Background
Swarm Learning
Swarm learning is a decentralized machine learning solution that uses edge computing and blockchain technology to enable peer-to-peer collaboration. For this project, we are using HPE Swarm Learning, which was developed by Hewlett Packard Enterprise.
Swarm Learning Course
You can find a free Swarm Leaning Course explained in a generally understandable way under https://learn.software.hpe.com/swarm-learning-essentials.
General
What is Swarm Learning?
Swarm learning is a decentralized machine learning solution that uses edge computing and blockchain technology to enable peer-to-peer collaboration. It allows multiple collaborators to share data insights without sharing the data itself, protecting data privacy and security while allowing all contributors to benefit from collective learnings.
Why is swarm learning important?
As more data is collected and processed at the intelligent edge, its true value can only be realized by sharing it and turning it into a collective understanding. However, sharing data like this introduces security risks and in some cases is prohibited by government regulations. Because swarm learning shares insights rather than source data, the learnings derived from protected data can be safely shared across locations and even across organizations.
Swarm learning can play a vital role in improving the accuracy of artificial intelligence (AI) models. When organizations only have access to their own data, their AI models will evolve based solely on information about those individuals with whom the organization has previously or is currently engaged, creating bias in the models. With swarm learning, an organization can combine its proprietary data with the learnings from other organizations, increasing accuracy and reducing bias.

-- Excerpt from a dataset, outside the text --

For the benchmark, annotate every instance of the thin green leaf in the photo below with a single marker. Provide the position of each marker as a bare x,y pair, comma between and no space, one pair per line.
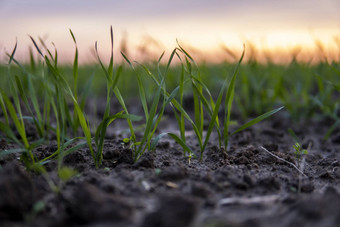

What are the benefits of swarm learning?
Today, the huge volumes of data generated and collected at different edge locations creates a challenge for a traditional, centralized machine learning approach. These algorithms need data to be in a consolidated location, but moving large amounts of data from multiple sources to a single location introduces security risks and latency concerns. Swarm learning’s decentralized approach allows data to be applied to AI models closer to the source, with only the learnings being moved. Blockchain technology enables multiple edge locations, collectively called a swarm, to share insights with one another in a trusted manner and prevents bad actors from gaining unauthorized access to the swarm. This decentralized approach allows models to generate answers more quickly and organizations to have greater opportunities for shared learning, even outside their own four walls. At the same time, the privacy of source data is protected, because data movement is limited. This also reduces data sprawl, as data does not need to be duplicated to a core or central location. By training models and harnessing insights at the edge, organizations can make decisions more quickly, where they are most relevant, resulting in better outcomes. Dataset sizes available to models can increase, making them more reliable and less prone to biases. At the same time, data governance and privacy are preserved.
Explanation Video
You can find an explanation video here: HPE Swarm Learning Product Introduction
Swarm Learning Architecture
Swarm Learning is made up of various components known as nodes, such as Swarm Learning (SL) nodes, Swarm Network (SN) nodes, Swarm Learning Command Interface (SWCI) nodes, and Swarm Operator (SWOP) nodes. Each node of SL is modularized and runs in a separate container.
-
Swarm Learning (SL) node
run the core of Swarm Learning. An SL node works in collaboration with all the other SL nodes in the network. It regularly shares its learnings with the other nodes and incorporates their insights. SL nodes act as an interface between the user model application and other Swarm Learning components. SL nodes take care of distributing and merging model weights in a secured way.
-
Swarm Network (SN) node
form the blockchain network. The current version of Swarm Learning uses an open-source version of Ethereum as the underlying blockchain platform. The SN nodes interact with each other using this blockchain platform to maintain and track progress. The SN nodes use this state and progress information to coordinate the working of the other swarm learning components.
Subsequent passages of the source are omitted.